“The overwhelming majority of [IAAF} Council members from all parts of the globe decided that the opportunity to take the world track and field championships into a market where we have never been before,” he said.
“And given the opportunities that we have for many, many years been trying to promote in the States, we had to do that. It is the world’s largest global sports market.
“It was an opportunity that was presented to the Council for all sorts of reasons, that was probably not going to come around again for some time.
"There were political and financial considerations – and when I talk about that let me be clear it was about the way the funding package came together, it was about the difficulty in the US in getting Governors and Mayors of cities to sign guarantees – it just doesn’t happen.
“A unique funding package came together in the town that is known as Tracktown USA and, yes, we in a way circumvented process, and I think we would be the first to admit that, but I do think good Presidency, which is what Lamine Diack showed that day, and good Council support, which is what we showed that day, recognised that this was a unique opportunity, it did have to be grabbed and it probably wasn’t coming around again.

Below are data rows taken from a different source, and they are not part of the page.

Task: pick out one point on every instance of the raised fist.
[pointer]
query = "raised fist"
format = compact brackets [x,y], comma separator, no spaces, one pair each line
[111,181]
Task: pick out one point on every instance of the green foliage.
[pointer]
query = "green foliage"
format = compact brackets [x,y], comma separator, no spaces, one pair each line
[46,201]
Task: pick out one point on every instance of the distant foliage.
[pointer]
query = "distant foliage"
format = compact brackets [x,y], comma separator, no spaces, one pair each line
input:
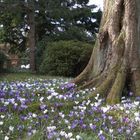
[65,58]
[3,59]
[41,45]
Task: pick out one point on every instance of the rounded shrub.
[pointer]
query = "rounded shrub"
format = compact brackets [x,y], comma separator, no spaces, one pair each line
[3,59]
[65,58]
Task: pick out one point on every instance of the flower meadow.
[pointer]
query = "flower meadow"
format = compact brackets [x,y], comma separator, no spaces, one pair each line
[52,109]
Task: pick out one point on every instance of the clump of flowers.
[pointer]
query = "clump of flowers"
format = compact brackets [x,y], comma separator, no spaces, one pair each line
[53,109]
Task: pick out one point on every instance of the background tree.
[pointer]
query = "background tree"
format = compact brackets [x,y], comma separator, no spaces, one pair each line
[114,64]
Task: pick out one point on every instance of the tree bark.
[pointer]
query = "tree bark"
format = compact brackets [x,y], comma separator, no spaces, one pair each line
[31,39]
[115,64]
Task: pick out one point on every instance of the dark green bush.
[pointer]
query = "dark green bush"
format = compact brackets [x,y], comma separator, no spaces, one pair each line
[3,59]
[65,58]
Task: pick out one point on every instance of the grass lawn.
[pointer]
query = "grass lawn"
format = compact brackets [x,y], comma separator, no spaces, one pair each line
[34,107]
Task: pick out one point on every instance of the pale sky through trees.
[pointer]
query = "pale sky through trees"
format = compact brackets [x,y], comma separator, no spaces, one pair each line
[99,3]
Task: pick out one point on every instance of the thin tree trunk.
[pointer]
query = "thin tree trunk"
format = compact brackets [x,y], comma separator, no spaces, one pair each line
[115,63]
[31,39]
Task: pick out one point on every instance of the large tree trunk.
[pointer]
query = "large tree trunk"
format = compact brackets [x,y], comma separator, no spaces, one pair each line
[114,64]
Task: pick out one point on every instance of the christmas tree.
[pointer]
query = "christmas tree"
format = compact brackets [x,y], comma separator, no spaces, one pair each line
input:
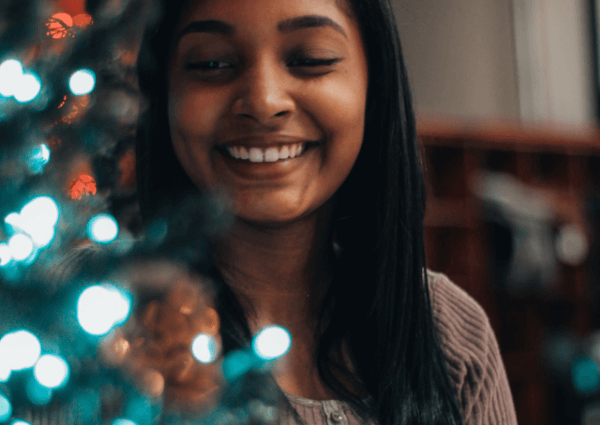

“And that certainly does not stop in two years’ time a European city throwing its hat into the ring. I’m sure the council would look very favourably at a good European bid. But this was an opportunity that I think was the right opportunity to grab.”
Coe also spoke passionately about one of his main aims if he is able to defeat rival Sergey Bubka for the right to succeed President Diack at the next IAAF Congress in Beijing – the establishment of an external, fully Independent anti-doping agency to deal with doping violations in international athletics.
The policy has been formed amid allegations that Russia has been organising a systematised doping system which has gone unchecked by the international governing body, and amid widespread unease about individual athletes including US sprinters Justin Gatlin and Tyson Gay returning to the sport after, respectively, serving two doping bans and having a two year ban halved for assisting anti-doping authorities.
“The time is right ,” said Coe, who has been here at the first-ever European Games in his role as chairman of the British Olympic Association.
“I feel very strongly about this.
"Those of you who have known me for many years will know that in 1981 I was the first athlete to speak at an IOC [International Olympic Committee] Congress. I was given four minute to speak on behalf of the athletes, and I spent 2min 45sec talking about the dangers of doping.
“That is not the full story of our sport, nor should we ever let it be, but an independent anti-doping agency I think is required.
"It will take pressure off Member Federations in terms of resources and litigation."
“I want to double the pool - so at the moment we test the top 10 athletes in 47 disciplines and I would like with the agreement of the [IAAF} Council to move that to 20.
“If we double the pool we’ll probably be dealing with more cases each year and I’m prepared to reallocate resources in order to do that.
"I think it is so important now to be seen to be at the forefront and actually to be the template for International Federations.
“This will also speed up the anti-doping process.
"The distance between positive A and B and the actual sanction is often too long.”
On the subject of Gatlin racing, he responded: “I am always uncomfortable with athletes that have failed tests being back in the sport.
"But I also recognise that lifetime bans are not a realistic proposition as there are too many legal restraints against it.”